Мы подошли к железной дороге на окраине города, за ней разливалась равнина. Казалось, у меня жар и совсем нет сил, я упал на землю, растянулся во все стороны, пес облизал мне ухо, я, не глядя, обнял его лапу и не отпускал. Кот залез на грудь, легкий и маленький, не особо больше, чем когда мы его нашли. Вытянул морду и тыкнулся мне в нос, прощался. Я сел и начал тискать обоих, целовал эти белые комочки, только носы черные, да глаза карие выделялись. Во рту стало солено, я отпустил их, иначе уже не смог бы.
- Прощайте, любимые мои.
Они смотрели в мои старые глаза, выцветшие глаза и все понимали. Такие живые, такие...
- Ну же, идите. Я больше не смогу смотреть на вас, не могу так долго прощаться. Пожалуйста, - голос надрывался.
Они развернулись и затрусили на другую строну. Два нелепых белых пятна все удалялись от меня, откуда они только взялись такие? Их цвет совсем не подходит к нашему миру. Промчался поезд, оглушив свистом и стуком колес. Он отгородил меня от вида на равнину. Когда он проехал - их уже не было, скрылись в траве.

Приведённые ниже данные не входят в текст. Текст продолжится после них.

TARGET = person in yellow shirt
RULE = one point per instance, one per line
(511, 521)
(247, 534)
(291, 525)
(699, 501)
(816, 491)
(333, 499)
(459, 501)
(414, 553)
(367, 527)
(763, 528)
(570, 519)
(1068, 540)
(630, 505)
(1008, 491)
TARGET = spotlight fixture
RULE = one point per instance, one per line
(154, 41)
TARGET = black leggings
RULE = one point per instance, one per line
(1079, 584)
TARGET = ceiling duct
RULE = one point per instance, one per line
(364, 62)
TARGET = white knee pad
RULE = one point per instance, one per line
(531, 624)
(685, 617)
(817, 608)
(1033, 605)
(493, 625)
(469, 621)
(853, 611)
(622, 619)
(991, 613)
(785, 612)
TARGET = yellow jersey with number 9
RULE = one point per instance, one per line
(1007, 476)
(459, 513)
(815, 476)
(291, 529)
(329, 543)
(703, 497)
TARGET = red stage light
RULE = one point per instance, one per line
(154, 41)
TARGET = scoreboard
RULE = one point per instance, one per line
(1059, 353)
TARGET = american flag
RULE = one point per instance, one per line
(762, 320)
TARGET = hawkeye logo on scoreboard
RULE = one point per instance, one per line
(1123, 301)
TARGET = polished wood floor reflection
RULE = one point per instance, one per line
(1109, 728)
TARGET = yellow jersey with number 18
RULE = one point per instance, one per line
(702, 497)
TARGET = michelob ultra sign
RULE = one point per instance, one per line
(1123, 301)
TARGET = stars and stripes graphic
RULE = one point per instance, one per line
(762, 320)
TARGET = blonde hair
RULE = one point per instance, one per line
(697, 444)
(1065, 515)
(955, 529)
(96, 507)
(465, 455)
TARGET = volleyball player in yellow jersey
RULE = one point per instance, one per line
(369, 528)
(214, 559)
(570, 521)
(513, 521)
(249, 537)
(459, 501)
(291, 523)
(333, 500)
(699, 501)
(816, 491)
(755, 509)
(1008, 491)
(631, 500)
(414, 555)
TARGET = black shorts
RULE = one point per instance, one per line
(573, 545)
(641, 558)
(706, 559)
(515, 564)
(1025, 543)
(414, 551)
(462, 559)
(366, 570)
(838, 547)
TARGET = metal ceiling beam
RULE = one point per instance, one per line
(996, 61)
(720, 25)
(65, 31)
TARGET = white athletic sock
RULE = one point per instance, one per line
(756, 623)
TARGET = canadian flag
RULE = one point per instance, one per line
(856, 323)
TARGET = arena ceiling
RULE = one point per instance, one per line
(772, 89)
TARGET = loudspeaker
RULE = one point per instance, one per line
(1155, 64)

Я громко заорал. Так сильно, что заложило уши, просто крик - бессвязный и нечеловеческий. От него было лучше. Пока рот был открыт, я как будто пустел и не чувствовал ничего. Связки не выдержали, я охрип. Вскочил и подбежал к шпалам, лег на землю, шеей на рельсы, смотрел в небо и слезы не могли катиться по щекам, застывали в глазах пеленой. Солнце лупило мне в глаза, я чуть ли не слеп от такой яркости, все плыло перед глазами, казалось золотым. Меня лихорадило, и я задрожал. Приближался поезд, я затрясся еще сильнее.
Как так выходит?! Почему я теряю все дорогое?! Я давно не помню, кто я и зачем живу, маленькие осколки счастья, которые я нахожу, и те разбиваются. Полная квартира людей, которым я нужен, которых я спас и никого, кто спас бы меня.
Все надрывалось во мне и вопило, слезы скатились в бороду.
Гул нарастал, рельсы дребезжали.
Вспышка! Озарение!
Рывком дернулся с места и перекатился по земле в сторону, поезд промчался в метре, визжали тормоза.
Я лежал весь в пыли, песок прилип к слезам, чесались глаза. Я чуть не убил себя. Забыл слишком многое, забыл, что давно плюнул на себя и жил для других. Еще один стул свободен. Мысли лихорадочно кружились в голове. Боль, слабость, испуг и внезапная сила - все смешалось во мне. Я встал на ноги. Пошел к дому. Вспомнил, зачем жил.

Эрих протянул руку, я повесил плащ.
- Спасибо, друг. Я рад, что ты здесь, со мной, - тот не ухмылялся, он переживал за меня и сочувствовал утрате.
Зашел на кухню.
- Я люблю твою стряпню, Геральд, спасибо, что ты есть. Если надо будет помочь с посудой или просто захочешь поговорить - ты только обратись, я всегда рядом.
Потом в зал и с порога начал
- Я вас всех люблю! Каждого, по-своему, но люблю. Я так привык к вам, что забыл, что раньше был совсем один, и вас не было рядом. Мы должны заботиться друг о друге, искать потерянных людей и спасать их. Вот зачем мы здесь. Поддерживать друг друга и помогать, - я запнулся на минуту - ладно, простите меня за болтовню, вы-то и так все знаете. Это я от расстройства, наверное. Пойду в комнату.

Сел на пол, пытался всмотреться в кино. Без Дорианы было трудно, без пса тем более. Я давно не живу для себя, я уже умер, все, что я могу - помогать, не дать умереть другим. И нечего мне ныть, лучше пойду завтра искать девятого, отвлекусь, и польза будет. Да, точно. Тяжело вздохнул, достал из кармана перочинный ножик и подполз к нужным доскам. Царапал по ним:
"Скажи ему там, чтоб он все исправил. Сама знаешь, тут невозможно жить".